I display this structure on the operation system. Each feature corresponds to a folder, each component is a file. An IDE like Eclipse can import the file system by linking to the project folder. Using the operation system is good for integrity, too, you won't be able to corrupt everything at once and a main desire in general is to be able to edit multiple components in parallel.
A compiler with a couple of tools translates and merges the data for wc3. It currently looks like this that there are two relevant component types. One is for script code in textual shape (like vjass, wurst), the other are object definitions in the form of data tables. Latter provide additional script code @compiletime, which must be imported in the local scope. Ex:
featureA
- unitA
- id = 'PlGn'
- name = "Placid Gnoll"
- life = 20
- moveSpeed = 270
- scriptA
-
Code:
scopeA import unitA_gen.script func createLocalUnit(player owner, real x, real y, real ang) CreateUnit(owner, unitA.id, x, y, ang)
-
Vice-versa is not necessary. Object definitions do not need to know scripts. If they depend on some variable, that variable is exported into an object, too. Objects can reference each other. The current syntax for that is '<pathToObject:field>'.
issue 1:
How to integrate the object data in the script? The problem is that the script files span an own network of scopes, which may not be aligned to the one I described above.

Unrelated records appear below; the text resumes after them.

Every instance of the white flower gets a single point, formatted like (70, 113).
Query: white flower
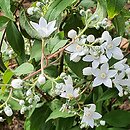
(77, 50)
(96, 59)
(68, 90)
(44, 29)
(17, 83)
(119, 82)
(90, 38)
(29, 92)
(21, 102)
(41, 79)
(36, 98)
(103, 76)
(8, 111)
(38, 4)
(30, 10)
(90, 115)
(1, 119)
(120, 65)
(72, 34)
(102, 122)
(87, 71)
(111, 46)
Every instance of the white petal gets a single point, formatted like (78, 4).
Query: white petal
(92, 107)
(91, 123)
(95, 63)
(103, 59)
(72, 47)
(42, 23)
(96, 115)
(35, 25)
(109, 54)
(117, 53)
(97, 82)
(108, 83)
(87, 71)
(88, 58)
(105, 67)
(120, 89)
(117, 41)
(112, 73)
(73, 56)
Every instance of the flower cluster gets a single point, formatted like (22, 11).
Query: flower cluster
(100, 56)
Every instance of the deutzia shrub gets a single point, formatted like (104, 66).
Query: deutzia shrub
(64, 65)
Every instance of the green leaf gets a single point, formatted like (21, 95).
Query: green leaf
(55, 43)
(110, 93)
(119, 22)
(56, 8)
(114, 7)
(5, 7)
(7, 76)
(57, 113)
(3, 21)
(36, 51)
(38, 118)
(15, 40)
(118, 118)
(27, 26)
(24, 68)
(76, 67)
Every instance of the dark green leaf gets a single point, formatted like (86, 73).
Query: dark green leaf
(114, 7)
(118, 118)
(27, 26)
(24, 68)
(39, 117)
(5, 6)
(56, 8)
(15, 40)
(76, 67)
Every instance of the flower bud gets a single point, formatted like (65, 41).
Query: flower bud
(8, 111)
(90, 38)
(41, 79)
(30, 10)
(72, 34)
(21, 102)
(17, 83)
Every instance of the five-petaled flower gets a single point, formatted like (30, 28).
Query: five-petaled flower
(103, 76)
(90, 115)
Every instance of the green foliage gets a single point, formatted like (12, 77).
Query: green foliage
(117, 118)
(56, 8)
(5, 6)
(16, 40)
(24, 68)
(114, 7)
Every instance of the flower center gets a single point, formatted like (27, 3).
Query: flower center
(103, 75)
(109, 46)
(69, 95)
(88, 114)
(78, 48)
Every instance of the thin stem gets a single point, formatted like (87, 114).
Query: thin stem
(10, 94)
(42, 58)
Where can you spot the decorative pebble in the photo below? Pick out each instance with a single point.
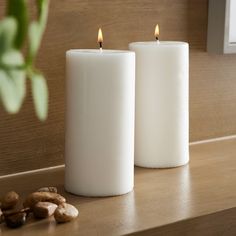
(9, 200)
(48, 189)
(15, 221)
(36, 197)
(65, 212)
(44, 209)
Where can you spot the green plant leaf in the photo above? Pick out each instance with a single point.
(43, 12)
(18, 9)
(8, 28)
(34, 39)
(12, 58)
(40, 96)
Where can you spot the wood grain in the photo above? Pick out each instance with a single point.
(196, 199)
(26, 144)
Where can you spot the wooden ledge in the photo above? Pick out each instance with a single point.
(199, 198)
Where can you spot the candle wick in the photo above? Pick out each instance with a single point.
(100, 45)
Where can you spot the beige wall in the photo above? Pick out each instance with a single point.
(25, 143)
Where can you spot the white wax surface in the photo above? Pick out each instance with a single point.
(162, 111)
(100, 122)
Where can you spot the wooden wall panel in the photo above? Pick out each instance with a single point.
(26, 143)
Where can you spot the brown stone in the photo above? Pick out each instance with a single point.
(15, 221)
(9, 200)
(44, 209)
(65, 212)
(36, 197)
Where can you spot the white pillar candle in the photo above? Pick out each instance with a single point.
(100, 122)
(162, 112)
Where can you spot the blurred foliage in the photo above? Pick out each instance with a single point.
(16, 32)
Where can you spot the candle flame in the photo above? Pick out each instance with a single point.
(100, 37)
(157, 32)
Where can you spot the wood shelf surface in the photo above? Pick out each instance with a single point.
(194, 198)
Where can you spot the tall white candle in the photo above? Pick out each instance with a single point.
(100, 122)
(162, 111)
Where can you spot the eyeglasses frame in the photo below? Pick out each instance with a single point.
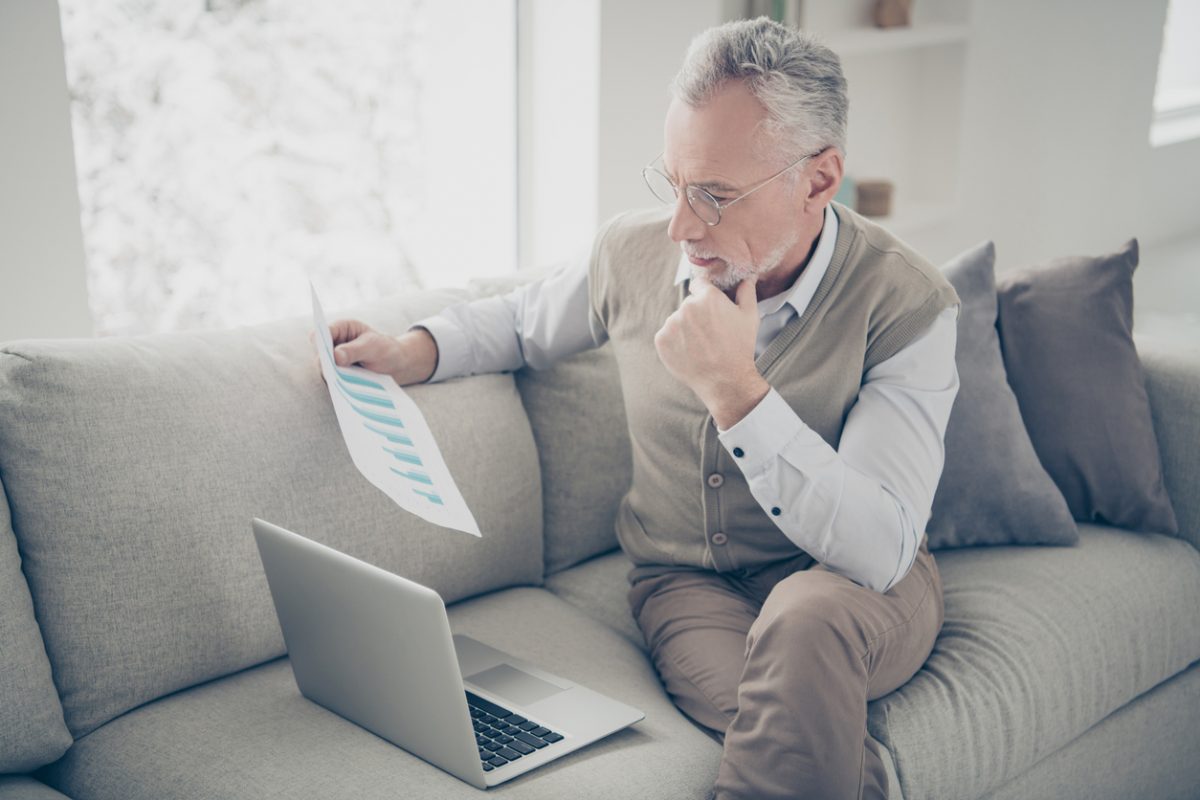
(714, 203)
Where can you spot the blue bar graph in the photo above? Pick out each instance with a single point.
(399, 438)
(367, 398)
(355, 379)
(407, 457)
(384, 419)
(414, 475)
(431, 497)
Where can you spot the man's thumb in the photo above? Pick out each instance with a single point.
(747, 296)
(346, 354)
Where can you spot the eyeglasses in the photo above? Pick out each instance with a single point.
(702, 203)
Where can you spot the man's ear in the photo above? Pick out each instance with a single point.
(826, 178)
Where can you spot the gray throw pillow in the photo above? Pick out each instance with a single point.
(1067, 331)
(994, 491)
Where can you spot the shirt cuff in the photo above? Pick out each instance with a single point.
(454, 349)
(756, 439)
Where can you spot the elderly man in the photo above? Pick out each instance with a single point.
(787, 382)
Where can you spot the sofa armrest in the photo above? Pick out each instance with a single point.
(1173, 382)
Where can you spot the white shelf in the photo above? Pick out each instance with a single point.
(916, 217)
(888, 40)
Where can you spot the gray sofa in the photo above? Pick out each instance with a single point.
(142, 657)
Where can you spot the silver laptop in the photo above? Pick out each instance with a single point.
(377, 649)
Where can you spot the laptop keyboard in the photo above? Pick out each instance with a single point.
(504, 737)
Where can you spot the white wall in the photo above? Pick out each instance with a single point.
(43, 289)
(1054, 157)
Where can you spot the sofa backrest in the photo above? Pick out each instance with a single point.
(31, 728)
(577, 414)
(135, 465)
(579, 422)
(1173, 382)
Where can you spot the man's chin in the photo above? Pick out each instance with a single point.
(725, 277)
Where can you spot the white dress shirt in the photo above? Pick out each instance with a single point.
(859, 510)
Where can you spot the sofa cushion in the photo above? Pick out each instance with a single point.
(579, 422)
(1173, 383)
(994, 489)
(22, 787)
(1038, 645)
(252, 734)
(136, 464)
(1067, 332)
(600, 589)
(31, 728)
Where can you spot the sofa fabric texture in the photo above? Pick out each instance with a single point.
(1067, 332)
(135, 467)
(994, 489)
(1038, 644)
(22, 787)
(31, 727)
(575, 409)
(270, 741)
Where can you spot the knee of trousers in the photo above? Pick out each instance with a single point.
(795, 621)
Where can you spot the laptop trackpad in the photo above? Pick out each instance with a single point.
(519, 686)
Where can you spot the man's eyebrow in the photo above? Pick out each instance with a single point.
(708, 186)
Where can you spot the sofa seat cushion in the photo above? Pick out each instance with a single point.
(22, 787)
(253, 735)
(133, 467)
(1039, 644)
(33, 731)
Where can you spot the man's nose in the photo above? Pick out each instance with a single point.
(685, 226)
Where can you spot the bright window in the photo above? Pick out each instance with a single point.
(1177, 91)
(228, 150)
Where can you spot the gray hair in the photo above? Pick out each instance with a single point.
(796, 78)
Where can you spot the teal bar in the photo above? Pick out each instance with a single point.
(369, 398)
(420, 477)
(378, 417)
(400, 439)
(355, 379)
(411, 458)
(432, 498)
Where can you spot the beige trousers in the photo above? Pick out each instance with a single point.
(780, 665)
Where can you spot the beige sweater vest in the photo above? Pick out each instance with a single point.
(876, 296)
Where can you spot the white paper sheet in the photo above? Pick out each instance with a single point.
(388, 438)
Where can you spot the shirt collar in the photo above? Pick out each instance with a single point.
(802, 290)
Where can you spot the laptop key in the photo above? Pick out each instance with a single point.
(533, 741)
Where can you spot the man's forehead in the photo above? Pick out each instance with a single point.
(714, 144)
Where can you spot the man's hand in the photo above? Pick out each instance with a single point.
(708, 344)
(408, 359)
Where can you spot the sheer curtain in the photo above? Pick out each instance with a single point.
(231, 150)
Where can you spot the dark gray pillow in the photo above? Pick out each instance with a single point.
(1067, 334)
(994, 491)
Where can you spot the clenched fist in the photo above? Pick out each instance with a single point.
(708, 344)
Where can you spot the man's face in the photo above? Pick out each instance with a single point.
(714, 148)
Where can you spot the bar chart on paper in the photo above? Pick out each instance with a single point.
(388, 438)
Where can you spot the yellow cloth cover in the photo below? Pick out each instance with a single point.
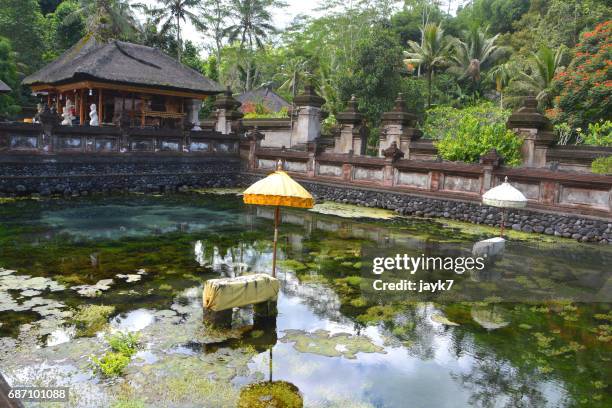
(278, 189)
(226, 293)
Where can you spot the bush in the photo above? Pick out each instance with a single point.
(111, 364)
(584, 90)
(602, 165)
(124, 343)
(597, 134)
(466, 134)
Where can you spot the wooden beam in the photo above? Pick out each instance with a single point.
(125, 88)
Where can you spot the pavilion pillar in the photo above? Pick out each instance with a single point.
(228, 117)
(398, 126)
(100, 106)
(353, 132)
(308, 126)
(82, 107)
(536, 131)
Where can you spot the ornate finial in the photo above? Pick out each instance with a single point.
(393, 152)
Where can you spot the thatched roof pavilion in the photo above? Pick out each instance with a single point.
(264, 95)
(120, 77)
(4, 88)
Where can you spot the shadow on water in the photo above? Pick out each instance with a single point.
(511, 335)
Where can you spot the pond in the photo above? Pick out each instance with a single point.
(146, 258)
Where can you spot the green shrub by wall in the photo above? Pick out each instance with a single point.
(466, 134)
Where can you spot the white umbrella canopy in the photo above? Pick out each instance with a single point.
(504, 196)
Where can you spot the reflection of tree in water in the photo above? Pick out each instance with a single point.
(491, 378)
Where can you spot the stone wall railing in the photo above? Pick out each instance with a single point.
(547, 190)
(16, 138)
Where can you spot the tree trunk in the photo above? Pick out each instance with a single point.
(179, 52)
(429, 77)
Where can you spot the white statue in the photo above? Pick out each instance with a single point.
(67, 116)
(93, 116)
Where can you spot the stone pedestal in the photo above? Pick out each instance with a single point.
(536, 131)
(398, 126)
(352, 136)
(228, 118)
(308, 125)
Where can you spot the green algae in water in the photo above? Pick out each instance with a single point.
(331, 345)
(571, 338)
(270, 394)
(91, 319)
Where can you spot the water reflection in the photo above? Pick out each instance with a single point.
(331, 340)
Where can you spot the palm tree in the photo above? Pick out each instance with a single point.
(252, 25)
(170, 14)
(544, 65)
(105, 19)
(501, 75)
(475, 54)
(436, 50)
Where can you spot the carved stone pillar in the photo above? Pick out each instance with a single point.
(536, 131)
(490, 161)
(353, 133)
(228, 117)
(254, 137)
(398, 126)
(391, 154)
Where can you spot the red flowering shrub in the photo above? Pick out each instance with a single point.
(583, 90)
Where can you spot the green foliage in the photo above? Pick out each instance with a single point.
(124, 343)
(467, 134)
(375, 74)
(111, 364)
(22, 22)
(598, 134)
(8, 74)
(62, 30)
(585, 89)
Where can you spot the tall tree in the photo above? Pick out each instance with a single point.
(435, 52)
(171, 14)
(22, 23)
(8, 74)
(474, 54)
(251, 27)
(105, 19)
(544, 66)
(215, 14)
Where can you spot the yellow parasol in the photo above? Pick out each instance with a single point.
(278, 189)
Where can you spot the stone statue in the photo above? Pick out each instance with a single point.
(67, 113)
(67, 116)
(93, 116)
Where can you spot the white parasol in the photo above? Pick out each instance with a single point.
(504, 196)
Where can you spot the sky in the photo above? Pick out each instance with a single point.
(281, 17)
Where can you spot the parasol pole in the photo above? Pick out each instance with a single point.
(276, 222)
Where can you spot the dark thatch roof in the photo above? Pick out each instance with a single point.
(4, 88)
(265, 96)
(121, 62)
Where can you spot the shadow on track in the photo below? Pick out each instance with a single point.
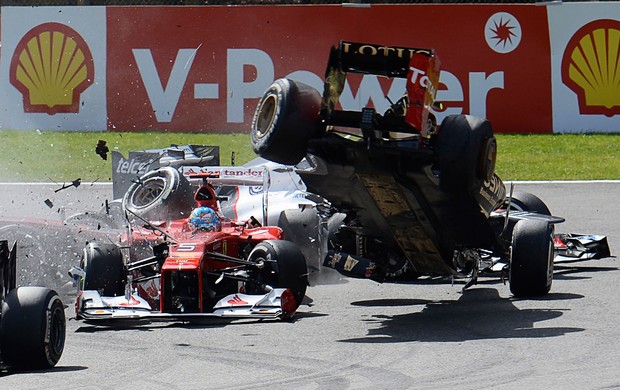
(477, 315)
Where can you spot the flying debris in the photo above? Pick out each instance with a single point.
(75, 183)
(102, 149)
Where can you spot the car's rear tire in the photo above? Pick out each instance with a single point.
(466, 153)
(160, 195)
(104, 269)
(286, 118)
(285, 267)
(524, 201)
(33, 328)
(531, 262)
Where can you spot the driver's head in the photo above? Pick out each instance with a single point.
(204, 218)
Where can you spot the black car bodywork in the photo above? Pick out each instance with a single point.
(416, 198)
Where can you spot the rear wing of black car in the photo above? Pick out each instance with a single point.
(419, 66)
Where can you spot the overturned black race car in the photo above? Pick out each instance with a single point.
(411, 198)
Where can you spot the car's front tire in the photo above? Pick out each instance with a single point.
(284, 267)
(286, 118)
(466, 153)
(32, 328)
(160, 195)
(531, 262)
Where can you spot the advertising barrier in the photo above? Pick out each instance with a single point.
(204, 68)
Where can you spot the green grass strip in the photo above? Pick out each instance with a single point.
(66, 156)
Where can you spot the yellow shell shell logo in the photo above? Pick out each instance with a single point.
(51, 67)
(591, 67)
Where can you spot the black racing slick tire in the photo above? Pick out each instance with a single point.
(285, 267)
(104, 269)
(160, 195)
(466, 153)
(531, 262)
(33, 328)
(524, 201)
(286, 118)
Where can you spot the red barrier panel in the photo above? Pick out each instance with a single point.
(204, 68)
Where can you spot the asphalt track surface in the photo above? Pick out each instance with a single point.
(358, 334)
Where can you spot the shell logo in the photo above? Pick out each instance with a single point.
(591, 67)
(51, 67)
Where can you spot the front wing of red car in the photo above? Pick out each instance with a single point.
(97, 309)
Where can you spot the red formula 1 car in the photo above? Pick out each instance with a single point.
(193, 264)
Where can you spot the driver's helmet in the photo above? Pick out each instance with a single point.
(204, 218)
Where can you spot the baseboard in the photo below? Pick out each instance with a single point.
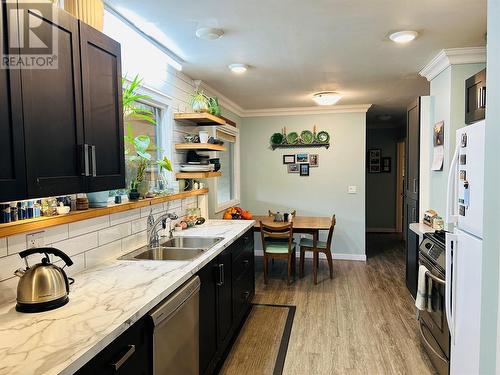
(336, 256)
(381, 230)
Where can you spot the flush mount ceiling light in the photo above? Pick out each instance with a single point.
(238, 68)
(209, 33)
(403, 37)
(327, 98)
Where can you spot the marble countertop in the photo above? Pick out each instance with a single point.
(104, 302)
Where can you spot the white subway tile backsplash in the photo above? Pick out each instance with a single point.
(114, 233)
(3, 247)
(134, 242)
(78, 244)
(157, 208)
(18, 243)
(103, 253)
(122, 217)
(87, 226)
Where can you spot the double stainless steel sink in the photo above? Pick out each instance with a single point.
(176, 248)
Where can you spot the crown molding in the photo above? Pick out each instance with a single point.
(297, 111)
(453, 56)
(224, 101)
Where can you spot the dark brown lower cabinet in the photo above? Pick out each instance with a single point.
(227, 289)
(129, 354)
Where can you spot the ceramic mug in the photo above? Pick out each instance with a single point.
(203, 136)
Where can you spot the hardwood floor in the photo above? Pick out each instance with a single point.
(361, 322)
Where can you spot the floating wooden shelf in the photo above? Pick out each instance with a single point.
(199, 146)
(23, 226)
(199, 119)
(302, 145)
(198, 174)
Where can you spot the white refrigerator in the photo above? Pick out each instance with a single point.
(464, 243)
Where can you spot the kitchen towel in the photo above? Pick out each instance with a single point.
(424, 290)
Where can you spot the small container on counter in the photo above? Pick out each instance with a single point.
(5, 213)
(13, 212)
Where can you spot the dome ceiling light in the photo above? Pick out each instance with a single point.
(327, 97)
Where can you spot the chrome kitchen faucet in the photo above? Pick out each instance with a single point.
(153, 236)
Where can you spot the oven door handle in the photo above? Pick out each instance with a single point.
(435, 278)
(439, 355)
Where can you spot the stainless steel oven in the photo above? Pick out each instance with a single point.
(433, 324)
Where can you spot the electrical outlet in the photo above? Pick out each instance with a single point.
(35, 240)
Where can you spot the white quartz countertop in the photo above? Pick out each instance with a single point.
(104, 302)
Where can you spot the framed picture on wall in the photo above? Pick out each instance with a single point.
(386, 165)
(302, 158)
(313, 160)
(288, 159)
(304, 169)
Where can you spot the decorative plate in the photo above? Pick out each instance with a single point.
(277, 138)
(292, 138)
(323, 137)
(307, 137)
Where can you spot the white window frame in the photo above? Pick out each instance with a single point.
(219, 207)
(166, 122)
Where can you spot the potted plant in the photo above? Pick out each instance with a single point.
(137, 153)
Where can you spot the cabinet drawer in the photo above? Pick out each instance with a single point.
(244, 242)
(128, 354)
(243, 292)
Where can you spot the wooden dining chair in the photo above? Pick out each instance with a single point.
(307, 244)
(278, 249)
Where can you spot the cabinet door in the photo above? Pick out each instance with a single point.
(475, 97)
(224, 296)
(208, 315)
(52, 110)
(12, 170)
(412, 243)
(413, 150)
(102, 109)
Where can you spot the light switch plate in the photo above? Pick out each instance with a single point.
(35, 240)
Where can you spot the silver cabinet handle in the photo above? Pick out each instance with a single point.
(94, 169)
(221, 275)
(122, 360)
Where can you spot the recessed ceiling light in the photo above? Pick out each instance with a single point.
(209, 33)
(238, 68)
(327, 97)
(403, 37)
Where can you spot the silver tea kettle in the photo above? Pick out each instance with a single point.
(43, 286)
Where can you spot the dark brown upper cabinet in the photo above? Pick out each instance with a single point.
(12, 163)
(62, 128)
(102, 108)
(475, 97)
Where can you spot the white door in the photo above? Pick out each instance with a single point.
(466, 304)
(471, 178)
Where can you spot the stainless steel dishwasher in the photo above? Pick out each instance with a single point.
(175, 334)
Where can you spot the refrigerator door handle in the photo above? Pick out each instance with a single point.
(451, 240)
(451, 201)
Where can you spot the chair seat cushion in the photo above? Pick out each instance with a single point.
(278, 248)
(307, 242)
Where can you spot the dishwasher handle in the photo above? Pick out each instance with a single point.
(173, 303)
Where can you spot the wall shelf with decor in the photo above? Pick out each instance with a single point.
(301, 145)
(199, 119)
(190, 175)
(199, 147)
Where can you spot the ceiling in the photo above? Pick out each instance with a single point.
(296, 47)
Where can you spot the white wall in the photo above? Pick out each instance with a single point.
(265, 183)
(447, 104)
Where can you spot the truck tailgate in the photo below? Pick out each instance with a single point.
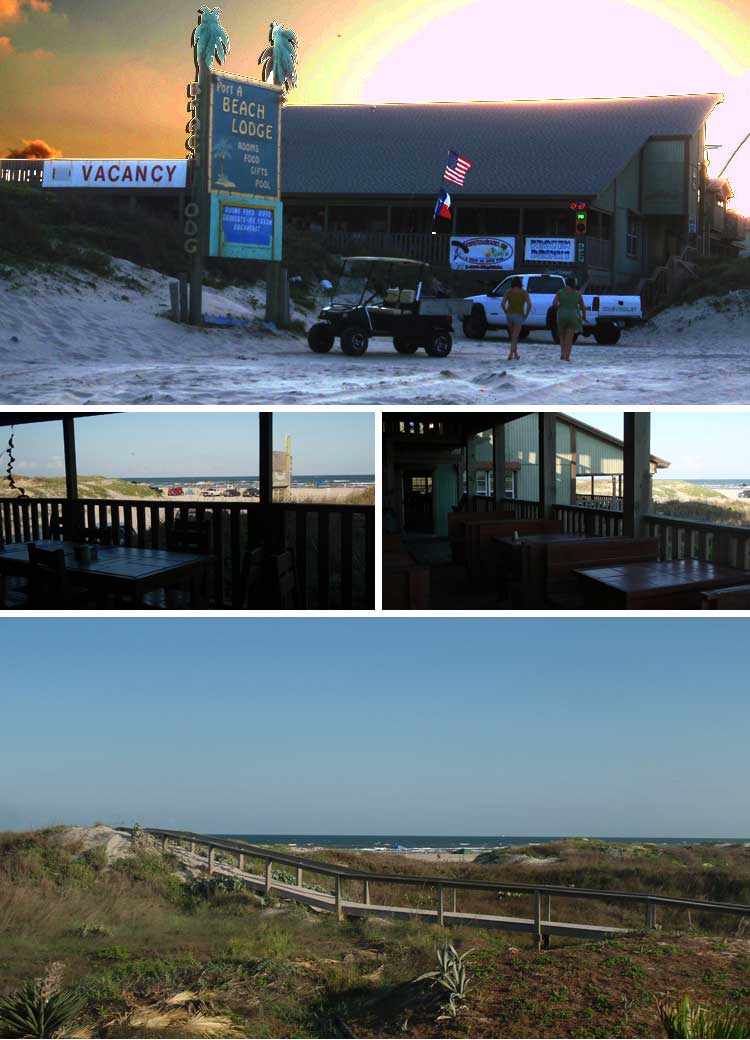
(457, 308)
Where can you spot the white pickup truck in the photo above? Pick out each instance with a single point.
(604, 318)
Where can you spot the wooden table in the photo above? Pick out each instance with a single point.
(125, 572)
(518, 572)
(664, 585)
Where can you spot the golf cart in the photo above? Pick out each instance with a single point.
(382, 296)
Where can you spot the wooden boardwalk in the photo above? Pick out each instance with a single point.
(541, 926)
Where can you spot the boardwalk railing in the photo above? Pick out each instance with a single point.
(333, 545)
(541, 925)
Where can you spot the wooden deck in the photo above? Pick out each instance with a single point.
(541, 926)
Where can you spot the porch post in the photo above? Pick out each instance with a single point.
(70, 514)
(265, 470)
(498, 462)
(637, 471)
(547, 460)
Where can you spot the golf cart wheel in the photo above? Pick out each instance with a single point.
(608, 335)
(475, 325)
(320, 338)
(354, 342)
(440, 345)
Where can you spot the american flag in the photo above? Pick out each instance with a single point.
(457, 169)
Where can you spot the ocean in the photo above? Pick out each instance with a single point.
(437, 842)
(298, 481)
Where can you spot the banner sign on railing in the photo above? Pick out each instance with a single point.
(483, 253)
(550, 250)
(114, 174)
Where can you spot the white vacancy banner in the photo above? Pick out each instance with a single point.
(550, 250)
(114, 174)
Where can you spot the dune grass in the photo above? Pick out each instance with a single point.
(133, 937)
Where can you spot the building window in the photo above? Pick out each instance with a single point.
(632, 241)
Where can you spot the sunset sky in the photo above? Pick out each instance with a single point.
(98, 79)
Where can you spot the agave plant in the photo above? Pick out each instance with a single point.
(688, 1022)
(40, 1008)
(279, 60)
(209, 37)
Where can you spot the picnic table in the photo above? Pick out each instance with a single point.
(663, 585)
(126, 573)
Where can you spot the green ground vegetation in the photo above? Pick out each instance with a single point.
(147, 955)
(88, 487)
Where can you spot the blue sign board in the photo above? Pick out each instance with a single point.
(244, 137)
(244, 229)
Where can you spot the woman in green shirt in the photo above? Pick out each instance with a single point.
(571, 314)
(517, 305)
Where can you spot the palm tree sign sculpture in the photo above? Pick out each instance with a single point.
(279, 60)
(210, 37)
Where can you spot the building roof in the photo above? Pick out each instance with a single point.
(518, 148)
(608, 438)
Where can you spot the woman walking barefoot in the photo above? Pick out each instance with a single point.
(517, 305)
(571, 314)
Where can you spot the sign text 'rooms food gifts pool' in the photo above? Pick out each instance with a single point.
(114, 174)
(244, 169)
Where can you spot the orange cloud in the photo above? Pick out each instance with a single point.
(15, 10)
(36, 149)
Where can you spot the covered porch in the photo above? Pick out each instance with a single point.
(497, 550)
(149, 552)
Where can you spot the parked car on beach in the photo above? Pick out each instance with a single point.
(606, 315)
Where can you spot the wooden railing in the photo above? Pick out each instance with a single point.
(431, 249)
(540, 925)
(334, 545)
(590, 521)
(679, 539)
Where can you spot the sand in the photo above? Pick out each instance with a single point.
(79, 339)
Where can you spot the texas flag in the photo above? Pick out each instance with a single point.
(443, 206)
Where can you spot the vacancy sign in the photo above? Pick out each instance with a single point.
(114, 174)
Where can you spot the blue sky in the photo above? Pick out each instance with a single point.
(458, 726)
(192, 444)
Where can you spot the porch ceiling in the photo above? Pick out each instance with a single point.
(19, 418)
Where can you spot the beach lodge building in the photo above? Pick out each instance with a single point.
(491, 510)
(365, 178)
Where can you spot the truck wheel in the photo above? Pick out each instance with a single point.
(440, 345)
(354, 341)
(606, 336)
(475, 325)
(320, 338)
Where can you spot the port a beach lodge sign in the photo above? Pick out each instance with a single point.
(114, 174)
(244, 169)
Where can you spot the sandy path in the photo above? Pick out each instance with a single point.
(96, 343)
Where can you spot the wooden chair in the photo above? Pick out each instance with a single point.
(736, 598)
(49, 581)
(254, 577)
(286, 593)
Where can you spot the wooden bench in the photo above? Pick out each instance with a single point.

However, unless you want the highest level of explicitness, the object data should be bound to a script scope.
- option A:
state the target file/script scope in the object as a special field -> bad for copy-paste, adds a coupling 'object -> script', speaking against what I just said, that the object would not need to know the script
- option B:
write the import line into the script like in the example above -> kinda inconvenient, redundancy, more explicit to show what objects are available, not too good for copy-paste, there are usually multiple objects that need to be imported
- option C:
auto-collect all the objects' scripts to a single one/under a single fixed label and import that one by a single line -> more convenient, less explicit, better for copy-paste, does not work with script files which are on the same feature level unless all of them are targeted
- option D:
auto-import the objects into all of the local script files' scopes and have the compiler build wrappers to not have duplicates of the imports because e.g. initializers must be unique -> most convenient and copy-paste friendly, least explicit, additional language dependency and requirements on the compiler (need to transform all the references or create a clusterf*ck of wrappers)
- option E:
force the condition having only one script scope per folder and auto-import everything therein -> less flexibility, highest implicitness, requirement on the scripts
- option F:
do not use the script scopes as target receiver of the object data directly but instead invent some extra syntax, so the script can call the object outputs while maintaining the short, local paths of the feature the script file is in -> the special syntax on every reference (probably just some $ prefix + relative path add in case of subfeatures), the severe contestation here is that, because the object data is not strongly tied to the script scope, foreign script scopes have to call the object data directly or use the special syntax, too, therefore they have to have additional information about the implementation
- option G (currently in use):
have an extra dedicated folder per script scope inside the feature folder, so all the belonging object data for the script scope gets dumped there -> very implicit, redundancy, folder must be specifically marked and it adjudicates script files a special stance, raises another question whether objects referencing each other should consider the supplementary encapsulation in the path declaration this script scoping induced or not
That's enough for starters. More questions maybe later on.